The Housing Market Predicts A Slow Down In The Economy

The Housing Market Predicts A Slow Down In The Economy

 In Blog, Tips for Real Estate

The housing market can be dictated on the current state of the economy. What we mean by this is that it can all depend on if this is currently a buyer’s or seller’s market. At often times, the housing market effects the state of the economy. This is why analysts from the economy study closely the housing market. Dictating this can also predict and help others prepare for a recession if need be.

Now, one critical clue from the housing market has emerged to suggest economic growth is likely to decline in single-family households.


What we are really trying to say is that construction activity appears to be slowing.


Existing housing maintenance and remodeling work is also down, continuing on a sufficient decline.

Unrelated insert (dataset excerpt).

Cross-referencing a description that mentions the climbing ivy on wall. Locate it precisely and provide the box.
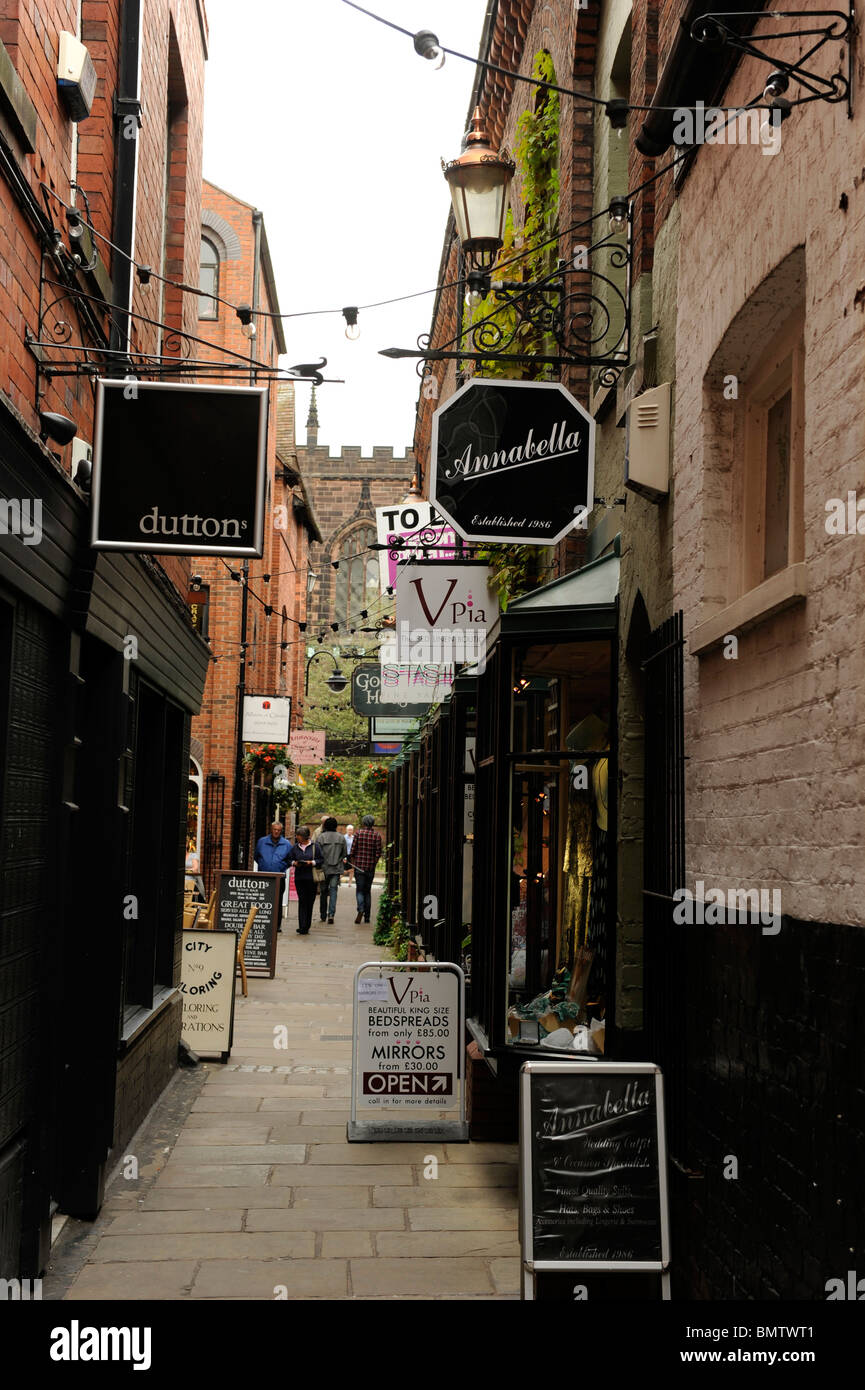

Maintenance work is also down 5.53% this year, while remodeling work was down 10.07%.


Interestingly enough, some cities are defying national trends, posting increases in new construction and maintenance in February.


Those cities are; Dallas, New York City, Chicago and Washington, D.C., saw activity in new construction and maintenance rise.

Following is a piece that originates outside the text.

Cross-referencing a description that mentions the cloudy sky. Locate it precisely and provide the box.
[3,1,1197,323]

Experts say Chicago saw the greatest increases, with new construction up 60.15% and maintenance up 19.51%, which the report said could be a result of the city’s strategic 5-year housing plan to solve affordability problems.



BuildFax CEO Holly Tachovsky said that the performance of these indicators over the next several months will be key to determining the overall impact on the economy.

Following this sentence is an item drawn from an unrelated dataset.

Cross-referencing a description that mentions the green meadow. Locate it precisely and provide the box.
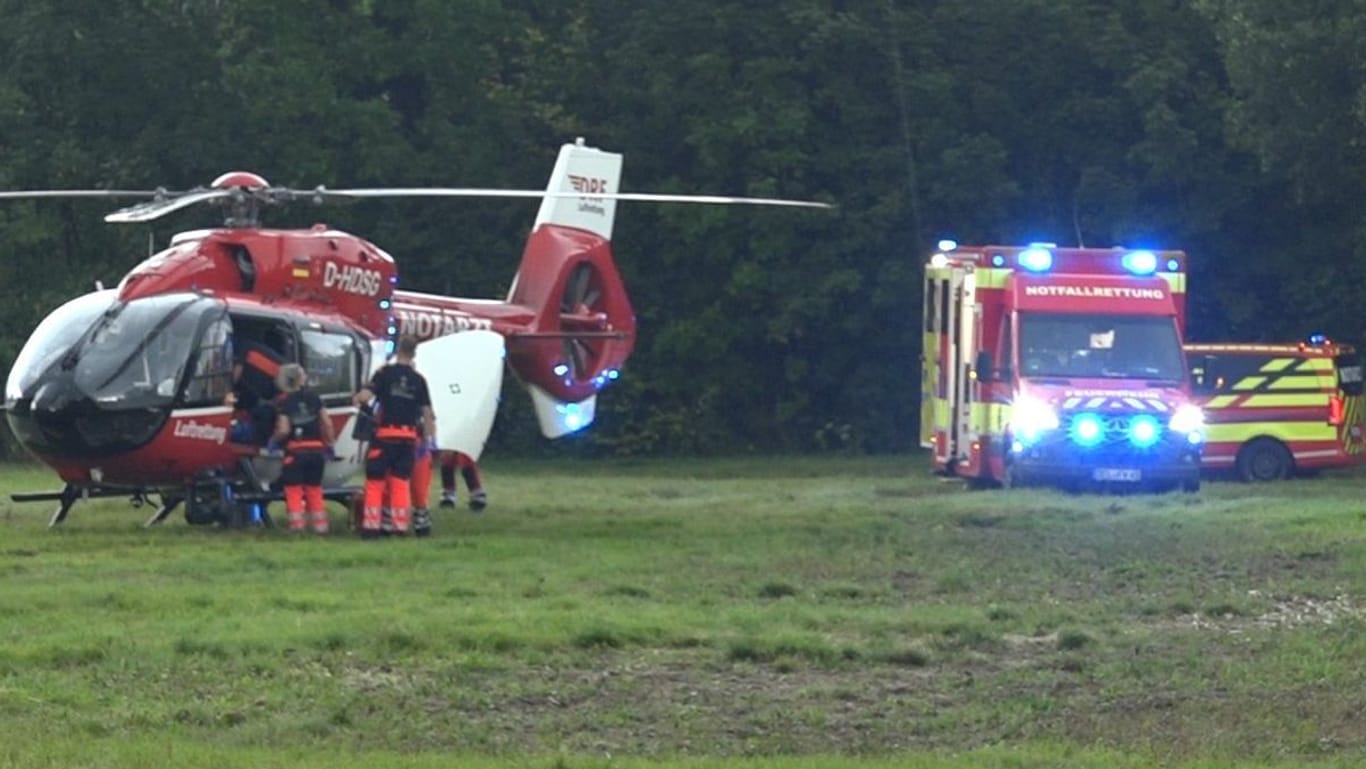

“There have been persistent declines across key housing indicators for four consecutive months. However, we anticipate some economic relief as we head into 2019’s spring home buying season,” Tachovsky said.

“Mortgage rates have reached recent lows leading to increased potential for home sales, which is oftentimes followed by a surge in remodeling activity,” she continued. “The performance of single-family housing authorizations, maintenance and remodeling activity through this next season will shed light on whether declines in the housing market will spread to the broader economy.”